Diyarbakır 7. Kolordu Komutanlığı Askeri Savcılığı’nda bulunan ve herhangi bir işlem yapılmayan dosyaya ilişkin Diyarbakır Cumhuriyet Savcılığı’nın yürüttüğü ayrı bir soruşturmada, dönemin Bolu Dağ Komando Tugayı Komutanı Yavuz Ertürk’ün 7 Ekim 2013 tarihinde İstanbul Cumhuriyet Başsavcılığı’nca ifadesinin alınmasının ardından Soruşturma Savcısı, Yavuz Ertürk hakkında yakalama kararı çıkartarak zaman aşımı süresini durdurdu. Diyarbakır Cumhuriyet Başsavcıvekilliği tarafından hazırlanan 19 sayfalık iddianame, 2013 yılı Ekim ayında Diyarbakır 7. Ağır Ceza Mahkemesi’nce kabul edildi. İddianamede emekli Tuğgeneral Yavuz Ertürk hakkında 11 kez müebbet ve 25 yıla kadar hapis cezası istendi.

Mahkemenin Diyarbakır’dan Ankara’ya Nakli

Yargıtay 5. Ceza Dairesi, Diyarbakır 7. Ağır Ceza Mahkemesi’nde görülen davada sanık eski Bolu 2. Komando Tugay Komutanı emekli Tuğgeneral Yavuz Ertürk’ün “güvenlik gerekçesiyle yargılamanın başka ilde görülmesi” yönündeki talebini değerlendirerek davanın Ankara’da görülmesini kararlaştırdı. Bunun üzerine dava Ankara’da görülmeye başlandı.
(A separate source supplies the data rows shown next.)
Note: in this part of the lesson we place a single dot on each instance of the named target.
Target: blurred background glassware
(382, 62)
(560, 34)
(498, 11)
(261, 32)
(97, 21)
Davanın olay yerinden yüzlerce kilometre ötedeki bir mahkemeye gönderilmesi failler aleyhine olan bütün delillerin toplanmasını zorlaştırmakta, olay yerinde yapılması gereken keşif, tanıkların dinlenmesi gibi işlemlerin hızlı ve etkili bir şekilde gerçekleştirilmesinin önünde engeller oluşturabilmektedir. Bunun yanı sıra, mağdurların duruşmalara katılım konusunda yaşadıkları güçlükler, iddialarını mahkemeye sunamama, tanıkların mahkeme huzurunda yapılacak sorgusunda hazır bulunamama ve toplanan delillere karşı etkili bir şekilde karşı koyamama gibi sonuçlar doğurabilmekte ve bu da mağdurları faillere karşı dezavantajlı duruma sokmaktadır.

Ankara 7. Ağır Ceza Mahkemesi’nde Görülmekte Olan Davaların Seyri

Cezasızlıkla Mücadelede Güç Birliği üyesi kurumların temsilcileri tarafından izlenen davanın Ankara 7. Ağır Ceza Mahkemesi’ne nakledilmesinden sonra ilk duruşması 26 Mayıs 2014 tarihinde görüldü.  Sanık Yavuz Ertürk duruşmaya sağlık sorunlarını gerekçe göstererek katılmadı. Katılan avukatların sanık Ertürk’ün tutuklanması ve davanın Diyarbakır’da görülmesi yönündeki talepleri de mahkemece reddedildi.